Thursday, June 28, 2018
C.A.: School District Must Pay $32,000 for Frivolous Appeal
By a MetNews Staff Writer
The Court of Appeal for this district has ordered the Baldwin Park Unified School District to pay $31,947.50 to an employee based on a frivolous appeal of discovery sanctions imposed by a judge because it contended that its “director of risk management and benefits” was too important an official to be deposed.
The employee, instructional aide Juanita Denise Schmittle, is suing the district over disability claims.
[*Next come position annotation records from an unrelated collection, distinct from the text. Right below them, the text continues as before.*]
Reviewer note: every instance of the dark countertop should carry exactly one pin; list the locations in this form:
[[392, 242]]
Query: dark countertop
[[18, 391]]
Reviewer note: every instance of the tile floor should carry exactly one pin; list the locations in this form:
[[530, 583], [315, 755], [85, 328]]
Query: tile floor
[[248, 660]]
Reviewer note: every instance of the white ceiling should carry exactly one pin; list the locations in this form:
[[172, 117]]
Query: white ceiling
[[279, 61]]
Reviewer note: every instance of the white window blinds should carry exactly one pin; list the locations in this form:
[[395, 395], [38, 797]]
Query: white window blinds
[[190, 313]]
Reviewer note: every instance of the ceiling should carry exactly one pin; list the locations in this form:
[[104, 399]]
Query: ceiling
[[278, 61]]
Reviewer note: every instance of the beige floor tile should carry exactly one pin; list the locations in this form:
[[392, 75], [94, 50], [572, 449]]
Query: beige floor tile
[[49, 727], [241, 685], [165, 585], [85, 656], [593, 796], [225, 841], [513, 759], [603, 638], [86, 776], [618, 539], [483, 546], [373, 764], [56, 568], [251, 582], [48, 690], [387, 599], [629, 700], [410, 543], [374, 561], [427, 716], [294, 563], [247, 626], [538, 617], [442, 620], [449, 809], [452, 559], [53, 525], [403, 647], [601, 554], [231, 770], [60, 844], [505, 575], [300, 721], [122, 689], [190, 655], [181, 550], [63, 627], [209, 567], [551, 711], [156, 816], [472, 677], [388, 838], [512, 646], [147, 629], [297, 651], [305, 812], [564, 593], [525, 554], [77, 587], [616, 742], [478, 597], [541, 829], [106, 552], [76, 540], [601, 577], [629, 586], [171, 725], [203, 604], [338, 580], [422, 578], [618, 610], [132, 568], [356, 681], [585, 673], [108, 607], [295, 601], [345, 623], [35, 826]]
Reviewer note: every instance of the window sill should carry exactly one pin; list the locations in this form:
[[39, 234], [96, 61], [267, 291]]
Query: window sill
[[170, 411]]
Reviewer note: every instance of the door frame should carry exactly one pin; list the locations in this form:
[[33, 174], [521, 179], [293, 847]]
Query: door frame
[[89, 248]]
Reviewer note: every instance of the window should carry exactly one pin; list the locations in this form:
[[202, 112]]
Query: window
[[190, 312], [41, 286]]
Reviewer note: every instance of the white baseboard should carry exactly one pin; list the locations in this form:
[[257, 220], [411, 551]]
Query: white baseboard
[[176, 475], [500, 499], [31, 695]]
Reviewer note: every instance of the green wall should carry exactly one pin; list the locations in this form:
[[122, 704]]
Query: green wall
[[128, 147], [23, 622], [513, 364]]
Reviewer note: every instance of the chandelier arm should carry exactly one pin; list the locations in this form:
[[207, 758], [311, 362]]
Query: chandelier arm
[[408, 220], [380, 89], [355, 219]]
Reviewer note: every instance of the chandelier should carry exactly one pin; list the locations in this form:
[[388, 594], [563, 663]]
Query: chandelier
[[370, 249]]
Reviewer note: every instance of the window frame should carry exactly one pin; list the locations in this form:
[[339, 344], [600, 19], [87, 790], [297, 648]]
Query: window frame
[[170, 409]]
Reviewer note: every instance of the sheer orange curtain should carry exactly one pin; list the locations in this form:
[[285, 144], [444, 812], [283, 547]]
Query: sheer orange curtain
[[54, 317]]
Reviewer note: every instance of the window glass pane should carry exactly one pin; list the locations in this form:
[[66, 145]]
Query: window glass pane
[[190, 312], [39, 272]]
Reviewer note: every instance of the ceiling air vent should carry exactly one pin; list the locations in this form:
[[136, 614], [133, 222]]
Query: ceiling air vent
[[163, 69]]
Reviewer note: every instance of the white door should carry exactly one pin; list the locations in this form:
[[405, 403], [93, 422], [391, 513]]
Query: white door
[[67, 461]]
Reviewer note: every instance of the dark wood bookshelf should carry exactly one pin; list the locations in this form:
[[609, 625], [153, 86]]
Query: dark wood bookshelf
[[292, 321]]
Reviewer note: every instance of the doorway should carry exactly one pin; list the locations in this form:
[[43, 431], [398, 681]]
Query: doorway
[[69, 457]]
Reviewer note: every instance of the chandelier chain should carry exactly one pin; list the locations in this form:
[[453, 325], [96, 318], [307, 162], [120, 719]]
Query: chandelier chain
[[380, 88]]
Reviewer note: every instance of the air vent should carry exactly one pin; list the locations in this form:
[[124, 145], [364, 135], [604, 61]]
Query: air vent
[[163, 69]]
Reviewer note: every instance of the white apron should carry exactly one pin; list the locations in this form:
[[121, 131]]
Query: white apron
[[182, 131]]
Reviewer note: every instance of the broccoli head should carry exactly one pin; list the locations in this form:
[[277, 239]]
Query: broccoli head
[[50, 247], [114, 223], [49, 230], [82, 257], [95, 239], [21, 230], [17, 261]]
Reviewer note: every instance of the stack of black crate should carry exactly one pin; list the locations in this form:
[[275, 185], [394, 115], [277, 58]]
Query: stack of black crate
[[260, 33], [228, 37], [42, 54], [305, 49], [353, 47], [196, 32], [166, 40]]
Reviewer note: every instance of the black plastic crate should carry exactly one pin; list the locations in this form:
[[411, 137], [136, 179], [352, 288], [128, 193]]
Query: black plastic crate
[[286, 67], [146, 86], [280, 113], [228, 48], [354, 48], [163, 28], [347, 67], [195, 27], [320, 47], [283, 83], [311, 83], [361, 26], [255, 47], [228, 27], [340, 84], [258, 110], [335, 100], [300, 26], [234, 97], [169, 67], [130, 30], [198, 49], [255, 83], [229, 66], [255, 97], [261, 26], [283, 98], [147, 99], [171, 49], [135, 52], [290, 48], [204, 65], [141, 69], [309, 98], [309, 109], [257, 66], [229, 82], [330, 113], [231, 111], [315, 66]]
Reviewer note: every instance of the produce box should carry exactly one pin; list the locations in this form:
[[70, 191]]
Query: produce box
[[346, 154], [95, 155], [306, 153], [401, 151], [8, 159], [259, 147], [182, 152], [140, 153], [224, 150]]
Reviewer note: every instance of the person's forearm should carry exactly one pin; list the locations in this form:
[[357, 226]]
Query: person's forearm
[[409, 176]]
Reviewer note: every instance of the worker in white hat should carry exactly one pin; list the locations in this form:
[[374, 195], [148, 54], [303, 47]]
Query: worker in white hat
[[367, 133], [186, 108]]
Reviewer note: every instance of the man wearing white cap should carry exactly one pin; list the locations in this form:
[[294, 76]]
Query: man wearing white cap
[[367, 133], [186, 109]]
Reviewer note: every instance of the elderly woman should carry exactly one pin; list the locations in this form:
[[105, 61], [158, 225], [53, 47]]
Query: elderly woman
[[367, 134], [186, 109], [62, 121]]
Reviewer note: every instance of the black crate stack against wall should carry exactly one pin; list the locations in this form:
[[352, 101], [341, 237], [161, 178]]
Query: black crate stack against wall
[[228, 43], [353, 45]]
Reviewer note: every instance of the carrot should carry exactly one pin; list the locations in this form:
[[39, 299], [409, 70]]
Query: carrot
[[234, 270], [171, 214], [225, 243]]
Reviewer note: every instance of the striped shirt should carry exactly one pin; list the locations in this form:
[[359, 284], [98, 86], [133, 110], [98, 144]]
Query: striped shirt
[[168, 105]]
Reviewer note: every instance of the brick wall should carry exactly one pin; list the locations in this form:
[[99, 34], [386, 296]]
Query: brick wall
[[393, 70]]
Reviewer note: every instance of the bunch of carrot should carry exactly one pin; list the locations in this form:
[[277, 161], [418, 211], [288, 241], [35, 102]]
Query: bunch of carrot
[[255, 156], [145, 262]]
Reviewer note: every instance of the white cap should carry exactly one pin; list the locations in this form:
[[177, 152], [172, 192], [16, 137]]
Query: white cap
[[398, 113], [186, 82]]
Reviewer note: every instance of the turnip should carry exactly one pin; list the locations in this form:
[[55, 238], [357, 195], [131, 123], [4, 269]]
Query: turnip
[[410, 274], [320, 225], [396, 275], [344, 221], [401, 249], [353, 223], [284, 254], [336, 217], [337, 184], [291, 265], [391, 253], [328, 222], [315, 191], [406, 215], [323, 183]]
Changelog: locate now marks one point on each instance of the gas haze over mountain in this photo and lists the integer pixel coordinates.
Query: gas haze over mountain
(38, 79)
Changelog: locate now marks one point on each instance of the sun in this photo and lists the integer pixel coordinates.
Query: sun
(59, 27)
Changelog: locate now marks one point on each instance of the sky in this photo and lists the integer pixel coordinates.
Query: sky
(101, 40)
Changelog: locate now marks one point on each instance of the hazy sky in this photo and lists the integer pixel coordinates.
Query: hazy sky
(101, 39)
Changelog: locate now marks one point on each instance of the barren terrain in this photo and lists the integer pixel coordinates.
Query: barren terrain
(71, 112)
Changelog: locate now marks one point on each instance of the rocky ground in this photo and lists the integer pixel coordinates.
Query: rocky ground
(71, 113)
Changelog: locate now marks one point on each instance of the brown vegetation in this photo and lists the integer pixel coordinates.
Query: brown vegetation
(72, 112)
She was granted $9,835 in sanctions by Judge Teresa A. Beaudet after the employer refused to permit questioning of Sergio Cazorla, who oversees claims such as Schittle’s.
That award was affirmed Tuesday in an unpublished opinion by Presiding Justice Tricia A. Bigelow of Div. Eight.
In announcing the granting of sanctions based on frivolousness of the appeal, Bigelow said there was presented “one of the rare circumstances in which sanctions are warranted,” characterizing the appeal as “indisputably without merit.”
—California Department of Insurance
JUANITA DENISE SCHMITTLE
Case Relied Upon
In refusing to allow a deposition of Cazorla, the district cited the 1992 Court of Appeal case Liberty Mutual Insurance Co. v. Superior Court. There, the First District’s Div. Five said:
“We conclude it amounts to an abuse of discretion to withhold a protective order when a plaintiff seeks to depose a corporate president, or corporate officer at the apex of the corporate hierarchy, absent a reasonable indication of the officer’s personal knowledge of the case and absent exhaustion of less intrusive discovery methods.”
Bigelow observed in Tuesday’s opinion:
“The District provided no evidence to show Cazorla’s position as Director of Risk Management and Benefits was the equivalent of a CEO, president, or other ‘corporate officer at the apex of a corporate hierarchy,’ as in Liberty Mutual. Its only argument—which it briefly advances again on appeal—was that his Director title alone was sufficient. There was nothing inherent in his title to suggest he was a high-level executive unconnected to the case.”
She noted that a factor in Liberty Mutual was that the executive who was subpoenaed had no personal knowledge of the matter being litigated. By contrast, the jurist said that “Schmittle presented convincing, unrebutted evidence that Cazorla most likely had discoverable information related to this case.”
His job description says that “[u]nder administrative direction,” he “directs, plans, coordinates, monitors, and administers the daily operations of the Risk Management and Benefits Program” including workers’ compensation and “[c]onsults with medical professional regarding employee injuries, medical treatments, [and] disability management….”
The district also argued that it was justified in not producing Cazorla out of a concern that he would be harassed at a deposition. It produced a protective order issued by the Workers’ Compensation Appeals Board and a misdemeanor complaint against Schmittle for violating the order.
“Neither document showed Schmittle would actually harass Cazorla at a deposition (at which the parties’ counsel would undoubtedly be present), let alone that the harassment would be so severe that the District was justified in preventing Cazorla from sitting for a deposition at all. If the District was truly concerned about harassment, it could have sought a protective order to prevent it.”
She commented that various violations of appellate rules by the district’s attorneys evidence a less-than-wholehearted attack on Beaudet’s sanction order. The record, Bigelow said, “demonstrates the District must have had only one real purpose in pursuing this appeal: to impose a costly delay,” adding:
“This appeal postponed the District from having to pay nearly $10,000 in sanctions while burdening Schmittle with having to pay her attorneys three times that amount in order to defend it. Given the frivolousness of the District’s legal arguments, we must infer it was not seeking to attack the sanctions order with any reasonable hope of prevailing, but instead seeking to place the burdens of cost and delay on Schmittle. The District’s claims to the contrary are simply not credible.”
The case is Schmittle v. Baldwin Park Unified School District, B282431.
The sanctions were imposed jointly and severally on the defendant and its appellate counsel, Stephen M. Harber and Dominic A. Quiller of McCune & Harber in downtown Los Angeles.
Schmittle was represented by Westlake Village attorney Janet Gusdorff and by Martin I. Aarons and Shannon H.P. Ward of the Aarons Law Firm in Encino.